City Manager William E. Johnson III and City Attorney Brian Telfair briefed council on the progress of the project during the second and last day of the Council Advance on Friday. The annual meeting lays out future priorities and objectives for the city.
Telfair said that since he was hired by the city 19 months ago, the city has been working on finalizing a cooperative agreement with the corp that would outline the city's and the corp's responsibilities for the project. The agreement has been revised by the corp three times since it was originally written.
The corp also said that the city required to enter into an easement agreement with Container First Services because dredging equipment would cross the company property and some dredged materials could be deposited in the CFS landfill. The easement agreement has also been returned to the city after three drafts.

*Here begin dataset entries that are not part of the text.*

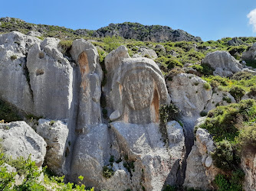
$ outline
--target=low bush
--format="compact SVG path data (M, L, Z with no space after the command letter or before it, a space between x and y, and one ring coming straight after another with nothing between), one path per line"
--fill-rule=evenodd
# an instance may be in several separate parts
M245 96L245 90L241 86L234 86L230 89L229 92L237 102L239 102L241 97Z
M235 80L250 79L253 76L254 76L251 73L243 71L234 73L231 79Z
M5 122L11 122L21 121L21 118L17 108L0 99L0 121L2 120L4 120Z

Telfair was frustrated with the approval process.
"It's bureaucracy on top of bureaucracy," he said.
Johnson said that it was necessary to get help from legislators to speed the process along and that the city was working with Congressman Robert "Bobby" Scott , D- Va , to get an update from the corps on continuing the project.
City officials met with U.S. Sen. Tim Kaine on July 3 to brief him on the project and receive help procuring the $15 million required for the dredging.
So far, $4.5 million has been secured for $15 million project by U.S. Rep. J. Randy Forbes , R-4th. Forbes secured $749,000 in 2002; $1 million in 2003; $150,000 in 2004; $1.5 million in 2008; and $527,000 in the fiscal year 2009.
Kaine also spoke to the fact that the project would need to be moved up on the corp's priority list.
"It's tight times, but we have a very good relationship with the corp," he said. "It's elbowing your way into the line of projects.